As the name suggests, VRE is resistant to vancomycin, a drug that has been used for over 60 years. However, researchers say the newest version of the antibiotic they’re testing is over 1,000 times more potent and may be available within the next five years.
“Resistance to such an antibiotic would be very difficult to emerge,” said lead researcher Dr. Dale Boger.
Multiple forms of attack
The Scripps team set out to improve vancomycin to restore its ability to kill VRE. To do that, Boger explains that the researchers had to change the drug at the molecular level to give it more ways to attack harmful bacteria.
“We made one change to the molecule vancomycin that overcomes what is the present resistance to vancomycin. And then we added to the molecule, two small changes that built into the molecule, two additional ways in which it can kill bacteria,” he said. “So the antibiotic has three different, we call them ‘mechanisms,’ by which it kills bacteria…So it’s a molecule designed specifically to address the emergence of resistance.”
Boger goes on to explain that it is very difficult for bacteria to survive from such an attack because even if it comes up with a way to resist one mechanism, it will still die from the other two.

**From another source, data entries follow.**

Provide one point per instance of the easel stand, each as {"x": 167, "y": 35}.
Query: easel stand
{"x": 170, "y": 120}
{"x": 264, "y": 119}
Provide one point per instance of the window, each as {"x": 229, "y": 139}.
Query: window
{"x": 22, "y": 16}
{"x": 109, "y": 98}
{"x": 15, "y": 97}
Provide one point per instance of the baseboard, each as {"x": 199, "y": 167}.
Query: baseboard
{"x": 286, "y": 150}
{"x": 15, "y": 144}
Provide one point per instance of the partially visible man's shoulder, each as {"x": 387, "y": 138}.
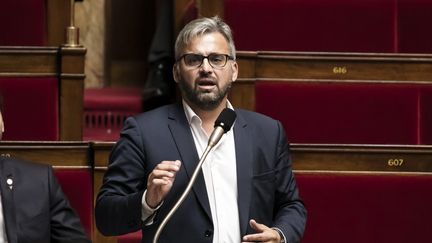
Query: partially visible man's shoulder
{"x": 19, "y": 164}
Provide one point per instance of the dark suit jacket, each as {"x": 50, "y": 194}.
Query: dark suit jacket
{"x": 35, "y": 210}
{"x": 267, "y": 189}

Although it has not yet been tested on human or animal models, the researchers believe that it could be the solution to fighting off VRE. Following this model for future antibiotics may also help fight off other types superbugs as well.
“Doctors could use this modified form of vancomycin without fear of resistance emerging,” said Boger. “This development could be hugely important,” added Dr. Nigel Brown of the Microbiology Society.
The full study has been published in the Proceedings of the National Academy of Sciences of the United States of America.